Other good pine bonsai species
Japanese red pine (Pinus densiflora)
|Length||2-5 inches (5-12cm)|
|Description||Soft, half-round, slightly twisted|
|Color||Dark red (can be blackish)|
|Description||Thin when young. When mature, divided into thick, hexagonal, groovy ridges by deep fissures. (Depends on cultivars.)|
Why Japanese red pine makes a good bonsai
- Japanese red pine is strong as a tree. It grows well in sandy soil and tolerates the heat and dryness of summer well. It grows well in a shallow bonsai pot.

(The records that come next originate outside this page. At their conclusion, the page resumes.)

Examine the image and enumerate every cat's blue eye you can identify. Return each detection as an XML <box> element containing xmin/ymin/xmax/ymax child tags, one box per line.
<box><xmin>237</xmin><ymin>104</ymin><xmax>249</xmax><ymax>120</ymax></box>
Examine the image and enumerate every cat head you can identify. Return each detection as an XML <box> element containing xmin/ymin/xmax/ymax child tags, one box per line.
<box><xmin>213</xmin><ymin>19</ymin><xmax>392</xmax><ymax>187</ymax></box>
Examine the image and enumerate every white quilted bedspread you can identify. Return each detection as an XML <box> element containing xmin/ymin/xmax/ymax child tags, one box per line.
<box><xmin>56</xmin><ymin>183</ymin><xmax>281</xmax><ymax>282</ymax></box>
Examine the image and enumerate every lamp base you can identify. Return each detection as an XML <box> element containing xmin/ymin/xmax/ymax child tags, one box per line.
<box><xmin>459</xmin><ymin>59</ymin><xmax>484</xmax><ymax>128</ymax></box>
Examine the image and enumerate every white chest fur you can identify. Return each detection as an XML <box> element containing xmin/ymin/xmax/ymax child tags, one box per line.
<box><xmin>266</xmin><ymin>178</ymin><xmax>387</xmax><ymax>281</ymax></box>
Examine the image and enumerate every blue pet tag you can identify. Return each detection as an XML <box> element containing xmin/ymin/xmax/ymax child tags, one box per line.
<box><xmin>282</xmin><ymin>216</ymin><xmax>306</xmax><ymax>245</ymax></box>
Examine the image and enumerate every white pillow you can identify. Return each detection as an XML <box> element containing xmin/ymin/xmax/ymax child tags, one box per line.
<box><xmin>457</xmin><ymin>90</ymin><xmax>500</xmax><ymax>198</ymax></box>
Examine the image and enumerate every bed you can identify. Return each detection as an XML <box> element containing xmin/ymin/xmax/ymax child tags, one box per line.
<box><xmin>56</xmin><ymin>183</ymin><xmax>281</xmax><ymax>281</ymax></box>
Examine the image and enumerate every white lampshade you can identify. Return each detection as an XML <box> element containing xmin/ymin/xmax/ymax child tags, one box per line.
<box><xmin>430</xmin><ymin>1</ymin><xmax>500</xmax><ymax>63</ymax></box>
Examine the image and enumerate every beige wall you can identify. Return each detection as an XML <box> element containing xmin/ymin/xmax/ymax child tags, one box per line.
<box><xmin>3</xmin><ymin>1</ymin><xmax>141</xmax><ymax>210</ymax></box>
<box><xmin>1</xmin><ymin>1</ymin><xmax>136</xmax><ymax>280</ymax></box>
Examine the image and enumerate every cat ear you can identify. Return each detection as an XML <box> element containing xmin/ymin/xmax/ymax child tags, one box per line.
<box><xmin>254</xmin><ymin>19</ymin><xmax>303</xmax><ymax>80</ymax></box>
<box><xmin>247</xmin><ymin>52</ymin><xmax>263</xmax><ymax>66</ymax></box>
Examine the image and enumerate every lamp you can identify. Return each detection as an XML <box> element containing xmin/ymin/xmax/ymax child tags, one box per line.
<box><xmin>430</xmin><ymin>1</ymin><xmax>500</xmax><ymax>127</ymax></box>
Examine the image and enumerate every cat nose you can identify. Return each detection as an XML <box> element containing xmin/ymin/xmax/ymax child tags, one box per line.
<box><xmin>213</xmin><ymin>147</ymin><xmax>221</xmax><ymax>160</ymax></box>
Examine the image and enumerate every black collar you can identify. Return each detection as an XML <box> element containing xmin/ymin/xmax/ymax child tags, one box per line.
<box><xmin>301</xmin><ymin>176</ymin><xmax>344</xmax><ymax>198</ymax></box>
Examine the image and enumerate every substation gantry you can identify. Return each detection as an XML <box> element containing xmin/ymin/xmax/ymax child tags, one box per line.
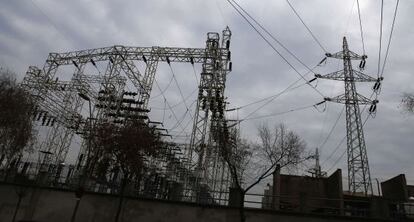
<box><xmin>21</xmin><ymin>27</ymin><xmax>233</xmax><ymax>202</ymax></box>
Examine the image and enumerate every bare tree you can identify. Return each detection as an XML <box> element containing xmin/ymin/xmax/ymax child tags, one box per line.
<box><xmin>401</xmin><ymin>93</ymin><xmax>414</xmax><ymax>113</ymax></box>
<box><xmin>257</xmin><ymin>123</ymin><xmax>307</xmax><ymax>172</ymax></box>
<box><xmin>94</xmin><ymin>120</ymin><xmax>161</xmax><ymax>222</ymax></box>
<box><xmin>0</xmin><ymin>68</ymin><xmax>35</xmax><ymax>169</ymax></box>
<box><xmin>221</xmin><ymin>123</ymin><xmax>309</xmax><ymax>222</ymax></box>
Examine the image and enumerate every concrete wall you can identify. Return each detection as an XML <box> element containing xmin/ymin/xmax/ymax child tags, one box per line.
<box><xmin>0</xmin><ymin>183</ymin><xmax>395</xmax><ymax>222</ymax></box>
<box><xmin>263</xmin><ymin>169</ymin><xmax>343</xmax><ymax>213</ymax></box>
<box><xmin>381</xmin><ymin>174</ymin><xmax>408</xmax><ymax>201</ymax></box>
<box><xmin>407</xmin><ymin>185</ymin><xmax>414</xmax><ymax>198</ymax></box>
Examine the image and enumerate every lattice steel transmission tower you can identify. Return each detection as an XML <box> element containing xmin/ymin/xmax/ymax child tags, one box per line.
<box><xmin>189</xmin><ymin>27</ymin><xmax>232</xmax><ymax>201</ymax></box>
<box><xmin>316</xmin><ymin>37</ymin><xmax>377</xmax><ymax>195</ymax></box>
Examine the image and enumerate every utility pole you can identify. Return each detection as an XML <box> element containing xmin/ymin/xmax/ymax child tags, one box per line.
<box><xmin>316</xmin><ymin>37</ymin><xmax>379</xmax><ymax>195</ymax></box>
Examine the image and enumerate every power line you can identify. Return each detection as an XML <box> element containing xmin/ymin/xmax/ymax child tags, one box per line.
<box><xmin>235</xmin><ymin>65</ymin><xmax>319</xmax><ymax>121</ymax></box>
<box><xmin>230</xmin><ymin>0</ymin><xmax>316</xmax><ymax>73</ymax></box>
<box><xmin>343</xmin><ymin>0</ymin><xmax>356</xmax><ymax>37</ymax></box>
<box><xmin>380</xmin><ymin>0</ymin><xmax>400</xmax><ymax>78</ymax></box>
<box><xmin>356</xmin><ymin>0</ymin><xmax>366</xmax><ymax>55</ymax></box>
<box><xmin>152</xmin><ymin>87</ymin><xmax>198</xmax><ymax>110</ymax></box>
<box><xmin>153</xmin><ymin>79</ymin><xmax>185</xmax><ymax>132</ymax></box>
<box><xmin>285</xmin><ymin>0</ymin><xmax>327</xmax><ymax>53</ymax></box>
<box><xmin>377</xmin><ymin>0</ymin><xmax>384</xmax><ymax>78</ymax></box>
<box><xmin>168</xmin><ymin>64</ymin><xmax>193</xmax><ymax>119</ymax></box>
<box><xmin>151</xmin><ymin>75</ymin><xmax>174</xmax><ymax>99</ymax></box>
<box><xmin>169</xmin><ymin>99</ymin><xmax>197</xmax><ymax>131</ymax></box>
<box><xmin>318</xmin><ymin>106</ymin><xmax>345</xmax><ymax>152</ymax></box>
<box><xmin>28</xmin><ymin>0</ymin><xmax>69</xmax><ymax>43</ymax></box>
<box><xmin>191</xmin><ymin>64</ymin><xmax>199</xmax><ymax>85</ymax></box>
<box><xmin>230</xmin><ymin>70</ymin><xmax>310</xmax><ymax>111</ymax></box>
<box><xmin>242</xmin><ymin>103</ymin><xmax>315</xmax><ymax>122</ymax></box>
<box><xmin>226</xmin><ymin>0</ymin><xmax>325</xmax><ymax>99</ymax></box>
<box><xmin>326</xmin><ymin>148</ymin><xmax>346</xmax><ymax>173</ymax></box>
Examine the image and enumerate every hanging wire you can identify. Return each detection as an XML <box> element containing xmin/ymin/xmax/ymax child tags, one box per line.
<box><xmin>356</xmin><ymin>0</ymin><xmax>366</xmax><ymax>55</ymax></box>
<box><xmin>343</xmin><ymin>0</ymin><xmax>357</xmax><ymax>37</ymax></box>
<box><xmin>29</xmin><ymin>0</ymin><xmax>69</xmax><ymax>43</ymax></box>
<box><xmin>377</xmin><ymin>0</ymin><xmax>384</xmax><ymax>78</ymax></box>
<box><xmin>240</xmin><ymin>102</ymin><xmax>320</xmax><ymax>122</ymax></box>
<box><xmin>318</xmin><ymin>106</ymin><xmax>345</xmax><ymax>152</ymax></box>
<box><xmin>232</xmin><ymin>64</ymin><xmax>319</xmax><ymax>122</ymax></box>
<box><xmin>151</xmin><ymin>75</ymin><xmax>174</xmax><ymax>99</ymax></box>
<box><xmin>152</xmin><ymin>86</ymin><xmax>198</xmax><ymax>110</ymax></box>
<box><xmin>230</xmin><ymin>73</ymin><xmax>309</xmax><ymax>111</ymax></box>
<box><xmin>169</xmin><ymin>99</ymin><xmax>197</xmax><ymax>131</ymax></box>
<box><xmin>285</xmin><ymin>0</ymin><xmax>328</xmax><ymax>53</ymax></box>
<box><xmin>380</xmin><ymin>0</ymin><xmax>400</xmax><ymax>78</ymax></box>
<box><xmin>153</xmin><ymin>79</ymin><xmax>186</xmax><ymax>132</ymax></box>
<box><xmin>230</xmin><ymin>0</ymin><xmax>318</xmax><ymax>73</ymax></box>
<box><xmin>226</xmin><ymin>0</ymin><xmax>325</xmax><ymax>99</ymax></box>
<box><xmin>191</xmin><ymin>64</ymin><xmax>199</xmax><ymax>84</ymax></box>
<box><xmin>167</xmin><ymin>64</ymin><xmax>194</xmax><ymax>119</ymax></box>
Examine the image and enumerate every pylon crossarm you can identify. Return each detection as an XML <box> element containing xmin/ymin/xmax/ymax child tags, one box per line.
<box><xmin>325</xmin><ymin>93</ymin><xmax>372</xmax><ymax>105</ymax></box>
<box><xmin>351</xmin><ymin>70</ymin><xmax>377</xmax><ymax>82</ymax></box>
<box><xmin>326</xmin><ymin>50</ymin><xmax>364</xmax><ymax>60</ymax></box>
<box><xmin>316</xmin><ymin>69</ymin><xmax>376</xmax><ymax>82</ymax></box>
<box><xmin>356</xmin><ymin>93</ymin><xmax>373</xmax><ymax>105</ymax></box>
<box><xmin>315</xmin><ymin>70</ymin><xmax>345</xmax><ymax>81</ymax></box>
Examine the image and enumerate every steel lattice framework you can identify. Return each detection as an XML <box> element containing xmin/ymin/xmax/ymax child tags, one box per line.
<box><xmin>317</xmin><ymin>37</ymin><xmax>376</xmax><ymax>195</ymax></box>
<box><xmin>21</xmin><ymin>27</ymin><xmax>233</xmax><ymax>203</ymax></box>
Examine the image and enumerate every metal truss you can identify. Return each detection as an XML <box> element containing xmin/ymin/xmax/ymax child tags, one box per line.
<box><xmin>188</xmin><ymin>27</ymin><xmax>232</xmax><ymax>201</ymax></box>
<box><xmin>20</xmin><ymin>27</ymin><xmax>233</xmax><ymax>203</ymax></box>
<box><xmin>317</xmin><ymin>37</ymin><xmax>373</xmax><ymax>195</ymax></box>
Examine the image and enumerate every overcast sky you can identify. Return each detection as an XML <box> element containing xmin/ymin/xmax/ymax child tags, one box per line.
<box><xmin>1</xmin><ymin>0</ymin><xmax>414</xmax><ymax>188</ymax></box>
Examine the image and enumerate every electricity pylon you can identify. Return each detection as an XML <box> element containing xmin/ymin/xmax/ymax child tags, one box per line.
<box><xmin>316</xmin><ymin>37</ymin><xmax>377</xmax><ymax>195</ymax></box>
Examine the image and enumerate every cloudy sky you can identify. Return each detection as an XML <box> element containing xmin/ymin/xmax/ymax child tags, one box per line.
<box><xmin>1</xmin><ymin>0</ymin><xmax>413</xmax><ymax>189</ymax></box>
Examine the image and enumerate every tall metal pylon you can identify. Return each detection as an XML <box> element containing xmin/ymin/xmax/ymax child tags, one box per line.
<box><xmin>316</xmin><ymin>37</ymin><xmax>378</xmax><ymax>195</ymax></box>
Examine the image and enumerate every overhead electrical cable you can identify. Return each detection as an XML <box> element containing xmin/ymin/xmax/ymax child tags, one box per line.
<box><xmin>230</xmin><ymin>0</ymin><xmax>316</xmax><ymax>73</ymax></box>
<box><xmin>154</xmin><ymin>79</ymin><xmax>186</xmax><ymax>132</ymax></box>
<box><xmin>377</xmin><ymin>0</ymin><xmax>384</xmax><ymax>78</ymax></box>
<box><xmin>230</xmin><ymin>71</ymin><xmax>310</xmax><ymax>111</ymax></box>
<box><xmin>285</xmin><ymin>0</ymin><xmax>328</xmax><ymax>53</ymax></box>
<box><xmin>168</xmin><ymin>64</ymin><xmax>194</xmax><ymax>119</ymax></box>
<box><xmin>152</xmin><ymin>87</ymin><xmax>198</xmax><ymax>110</ymax></box>
<box><xmin>380</xmin><ymin>0</ymin><xmax>400</xmax><ymax>78</ymax></box>
<box><xmin>318</xmin><ymin>106</ymin><xmax>345</xmax><ymax>152</ymax></box>
<box><xmin>234</xmin><ymin>65</ymin><xmax>319</xmax><ymax>121</ymax></box>
<box><xmin>356</xmin><ymin>0</ymin><xmax>366</xmax><ymax>55</ymax></box>
<box><xmin>191</xmin><ymin>65</ymin><xmax>199</xmax><ymax>84</ymax></box>
<box><xmin>226</xmin><ymin>0</ymin><xmax>325</xmax><ymax>99</ymax></box>
<box><xmin>29</xmin><ymin>0</ymin><xmax>69</xmax><ymax>42</ymax></box>
<box><xmin>241</xmin><ymin>103</ymin><xmax>315</xmax><ymax>121</ymax></box>
<box><xmin>151</xmin><ymin>75</ymin><xmax>174</xmax><ymax>99</ymax></box>
<box><xmin>169</xmin><ymin>99</ymin><xmax>197</xmax><ymax>132</ymax></box>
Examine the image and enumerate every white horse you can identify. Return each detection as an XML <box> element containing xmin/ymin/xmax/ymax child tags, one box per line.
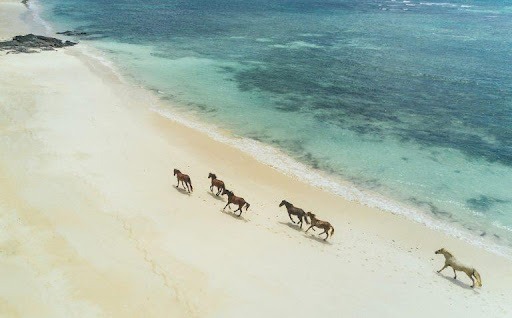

- Needles are short, thin and soft. Their color is light green throughout the seasons and is especially beautiful in early spring when it turns slightly reddish.
- It is suitable for growing as a bonsai and can be shaped in any bonsai style.
Some of the shortcomings as a pine bonsai
- The trunk is rather slim and would not thicken as that of a Japanese black pine. The bark is thinner and has a finer texture.
- The color of the bark tends to become darker from beautiful red-brown when planted in a bonsai pot.
- It does not grow well in less-ventilated, polluted air. So, it is not a pine tree for a big city.
Jack pine (Pinus banksiana)
|Color||Light yellow-green, later becoming dark green|
|Length||0.75-1.5 inc. (2-4cm)|
|Description||Stout, flat, twisted|
|Description||Thin with irregular rounded ridges|
Jack pine is a small- to medium-sized pine tree and has short needles, both of which make a good bonsai. Its needle color is beautiful and attractive as well. It is very cold hardy and can survive in sandy, dry soil.
Jack pine is one of the fastest-growing species among conifers, especially during the first 10 to 15 years. While it is enjoyable to see and feel the tree growing, it can be problematic as bonsai because maintaining its size as a bonsai tree can be difficult. Keeping its tree shape might be hard as well since it is tough to control it when it is growing fast.